What makes the climate alarmists' less-than-rational behavior (their ignoring the testimony of real-world measurements) even more curious is the fact that even ice sheet and climate models do not support their contentions.  Naslund et al. (2000), for example, used data on ice sheet bed and surface topography for western Dronning Maud Land in East Antarctica to calculate volume changes for this portion of the East Antarctic Ice Sheet for scenarios of as much as 10°C warming, finding that it took the ice sheet some 20,000 years to stabilize, and at a volume not much different from its original size.  Also when Wild and Ohmura (2000) used the Max Plank Institute for Meteorology's ECHAM3 and ECHAM4 GCMs to calculate the mass balance of the Antarctic ice sheet for present-day and doubled atmospheric CO2 concentrations, they found that both models projected net increases in ice sheet growth as the air's CO2 content rose.
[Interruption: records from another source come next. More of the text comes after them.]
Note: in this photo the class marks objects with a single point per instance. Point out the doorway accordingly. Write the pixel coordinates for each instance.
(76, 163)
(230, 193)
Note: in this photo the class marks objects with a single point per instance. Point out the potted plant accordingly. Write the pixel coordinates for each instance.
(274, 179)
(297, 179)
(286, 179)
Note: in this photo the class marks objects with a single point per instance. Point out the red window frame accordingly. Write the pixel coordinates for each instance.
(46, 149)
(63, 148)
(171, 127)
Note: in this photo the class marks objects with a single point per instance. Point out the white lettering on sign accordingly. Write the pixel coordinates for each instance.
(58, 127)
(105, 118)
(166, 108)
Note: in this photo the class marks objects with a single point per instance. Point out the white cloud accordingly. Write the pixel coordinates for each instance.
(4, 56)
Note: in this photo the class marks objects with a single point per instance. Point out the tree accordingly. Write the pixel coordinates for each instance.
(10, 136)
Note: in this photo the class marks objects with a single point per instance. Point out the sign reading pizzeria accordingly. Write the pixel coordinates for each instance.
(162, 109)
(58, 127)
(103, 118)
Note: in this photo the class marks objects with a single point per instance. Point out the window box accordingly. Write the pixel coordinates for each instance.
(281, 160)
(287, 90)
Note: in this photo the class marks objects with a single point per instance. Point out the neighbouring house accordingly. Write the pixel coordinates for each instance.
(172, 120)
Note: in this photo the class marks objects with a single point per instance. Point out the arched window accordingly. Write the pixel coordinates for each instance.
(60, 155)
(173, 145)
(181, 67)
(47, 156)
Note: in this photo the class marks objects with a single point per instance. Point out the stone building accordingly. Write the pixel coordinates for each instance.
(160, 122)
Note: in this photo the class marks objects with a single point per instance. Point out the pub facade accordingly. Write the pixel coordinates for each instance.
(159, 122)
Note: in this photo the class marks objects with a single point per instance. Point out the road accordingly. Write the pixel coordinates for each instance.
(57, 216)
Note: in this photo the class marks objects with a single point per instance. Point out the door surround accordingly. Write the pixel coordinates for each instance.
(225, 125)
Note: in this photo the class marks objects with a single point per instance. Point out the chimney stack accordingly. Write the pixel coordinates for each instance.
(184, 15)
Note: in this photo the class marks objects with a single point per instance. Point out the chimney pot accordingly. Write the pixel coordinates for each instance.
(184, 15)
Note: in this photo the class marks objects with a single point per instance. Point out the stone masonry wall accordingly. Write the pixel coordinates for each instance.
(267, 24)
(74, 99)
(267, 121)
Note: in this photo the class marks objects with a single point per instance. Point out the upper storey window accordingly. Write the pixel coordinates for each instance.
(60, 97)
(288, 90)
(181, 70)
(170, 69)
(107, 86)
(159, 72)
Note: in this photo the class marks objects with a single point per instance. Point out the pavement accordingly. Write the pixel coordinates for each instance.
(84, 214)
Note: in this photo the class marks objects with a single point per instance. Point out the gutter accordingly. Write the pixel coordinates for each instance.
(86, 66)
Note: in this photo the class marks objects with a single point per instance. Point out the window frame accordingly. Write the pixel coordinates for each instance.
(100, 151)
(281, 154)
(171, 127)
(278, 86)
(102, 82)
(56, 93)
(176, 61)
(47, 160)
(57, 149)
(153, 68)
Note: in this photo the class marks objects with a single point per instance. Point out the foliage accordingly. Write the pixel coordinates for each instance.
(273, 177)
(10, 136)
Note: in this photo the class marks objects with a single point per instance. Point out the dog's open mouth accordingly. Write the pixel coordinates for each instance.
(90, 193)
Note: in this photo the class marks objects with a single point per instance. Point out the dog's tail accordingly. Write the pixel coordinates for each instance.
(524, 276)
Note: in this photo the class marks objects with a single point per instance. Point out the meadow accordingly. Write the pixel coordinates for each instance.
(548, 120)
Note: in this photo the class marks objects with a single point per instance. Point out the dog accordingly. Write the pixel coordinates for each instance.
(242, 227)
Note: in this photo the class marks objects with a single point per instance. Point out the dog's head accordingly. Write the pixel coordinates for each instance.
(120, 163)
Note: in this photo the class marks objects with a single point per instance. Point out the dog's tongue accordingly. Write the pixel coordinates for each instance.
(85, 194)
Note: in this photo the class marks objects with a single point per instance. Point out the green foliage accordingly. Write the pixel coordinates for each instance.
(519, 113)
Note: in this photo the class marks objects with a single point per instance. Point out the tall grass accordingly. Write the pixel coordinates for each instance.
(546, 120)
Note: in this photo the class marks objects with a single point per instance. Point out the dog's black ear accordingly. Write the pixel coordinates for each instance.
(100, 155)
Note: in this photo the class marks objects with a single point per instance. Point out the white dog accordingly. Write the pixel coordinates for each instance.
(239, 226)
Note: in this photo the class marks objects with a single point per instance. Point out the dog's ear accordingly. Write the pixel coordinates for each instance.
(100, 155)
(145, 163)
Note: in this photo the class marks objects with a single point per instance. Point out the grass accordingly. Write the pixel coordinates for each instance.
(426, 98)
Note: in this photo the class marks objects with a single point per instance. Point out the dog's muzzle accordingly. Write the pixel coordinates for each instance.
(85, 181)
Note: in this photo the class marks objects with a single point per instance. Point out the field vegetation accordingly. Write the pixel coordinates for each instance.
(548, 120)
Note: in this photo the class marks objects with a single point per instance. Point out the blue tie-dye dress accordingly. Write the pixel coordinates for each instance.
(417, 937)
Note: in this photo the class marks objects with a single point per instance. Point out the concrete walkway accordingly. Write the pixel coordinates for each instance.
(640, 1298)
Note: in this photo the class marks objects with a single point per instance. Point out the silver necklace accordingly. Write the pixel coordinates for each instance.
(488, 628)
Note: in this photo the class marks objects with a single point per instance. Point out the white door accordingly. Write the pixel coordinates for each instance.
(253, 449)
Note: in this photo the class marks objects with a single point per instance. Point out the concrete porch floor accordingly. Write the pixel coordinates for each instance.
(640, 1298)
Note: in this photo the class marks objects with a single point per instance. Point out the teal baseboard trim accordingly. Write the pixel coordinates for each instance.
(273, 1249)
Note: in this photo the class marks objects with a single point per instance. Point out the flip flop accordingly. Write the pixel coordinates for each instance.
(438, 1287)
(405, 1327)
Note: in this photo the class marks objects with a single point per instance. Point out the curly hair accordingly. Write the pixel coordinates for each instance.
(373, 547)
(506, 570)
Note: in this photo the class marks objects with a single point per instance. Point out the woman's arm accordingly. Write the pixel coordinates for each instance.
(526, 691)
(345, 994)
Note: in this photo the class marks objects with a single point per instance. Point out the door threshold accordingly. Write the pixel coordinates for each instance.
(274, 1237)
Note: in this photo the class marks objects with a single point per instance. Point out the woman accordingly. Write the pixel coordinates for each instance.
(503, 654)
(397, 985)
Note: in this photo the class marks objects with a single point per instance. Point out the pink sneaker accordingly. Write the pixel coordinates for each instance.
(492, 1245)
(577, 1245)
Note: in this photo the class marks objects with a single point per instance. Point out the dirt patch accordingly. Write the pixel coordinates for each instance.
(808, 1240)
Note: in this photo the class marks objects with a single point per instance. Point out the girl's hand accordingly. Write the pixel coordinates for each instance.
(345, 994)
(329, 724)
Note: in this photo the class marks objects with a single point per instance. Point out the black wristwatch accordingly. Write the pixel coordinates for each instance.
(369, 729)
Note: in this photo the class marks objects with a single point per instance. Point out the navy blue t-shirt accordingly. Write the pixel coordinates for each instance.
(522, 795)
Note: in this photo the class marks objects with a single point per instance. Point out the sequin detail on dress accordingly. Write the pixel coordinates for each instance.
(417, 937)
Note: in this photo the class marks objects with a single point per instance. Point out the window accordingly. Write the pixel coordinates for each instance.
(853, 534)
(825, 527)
In light of these several observations, it is difficult to believe that science is behind the anti-CO2 juggernaut that is sweeping the world; logic will just not allow that conclusion.  So what is behind the campaign to vilify fossil fuels?  That's the real question we should be asking ourselves ... and attempting to answer.

Reference
Anderson, J.B. and Andrews, J.T.  1999.  Radiocarbon constraints on ice sheet advance and retreat in the Weddell Sea, Antarctica.  Geology 27: 179-182.

Bindschadler, R. and Vornberger, P.  1998.  Changes in the West Antarctic Ice Sheet since 1963 from declassified satellite photography.  Science 279: 689-692.

Naslund, J.O., Fastook, J.L. and Holmlund, P.  2000.  Numerical modeling of the ice sheet in western Dronning Maud Land, East Antarctica: impacts of present, past and future climates.  Journal of Glaciology 46: 54-66.

Pudsey, C.J. and Evans, J.  2001.  First survey of Antarctic sub-ice shelf sediments reveals mid-Holocene ice shelf retreat.  Geology 29: 787-790.

Reeh, N.  1999.  Mass balance of the Greenland ice sheet: Can modern observation methods reduce the uncertainty?  Geografiska Annaler 81A: 735-742.

Rignot, E.J.  1998.  Fast recession of a West Antarctic glacier.  Science 281: 549-550.

Shepherd, A., Wingham, D.J., Mansley, J.A.D. and Corr, H.F.J.  2001.  Inland thinning of Pine Island Glacier, West Antarctica.  Science 291: 862-864.

Vaughan, D.G., Bamber, J.L., Giovinetto, M., Russell, J. and Cooper, A.P.R.  1999.  Reassessment of net surface mass balance in Antarctica.  Journal of Climate 12: 933-946.

Vaughan, D.G., Marshall, G.J., Connolley, W.M., King J.C. and Mulvaney, R.  2001.  Devil in the detail.  Science 293: 177-179.

Wild, M. and Ohmura, A.  2000.  Change in mass balance of polar ice sheets and sea level from high-resolution GCM simulations of greenhouse warming.  Annals of Glaciology 30: 197-203.

Wingham, D.J., Ridout, A.J., Scharroo, R., Arthern, R.J. and Shum, C.K.  1998.  Antarctic elevation change from 1992 to 1996.  Science 282: 456-458.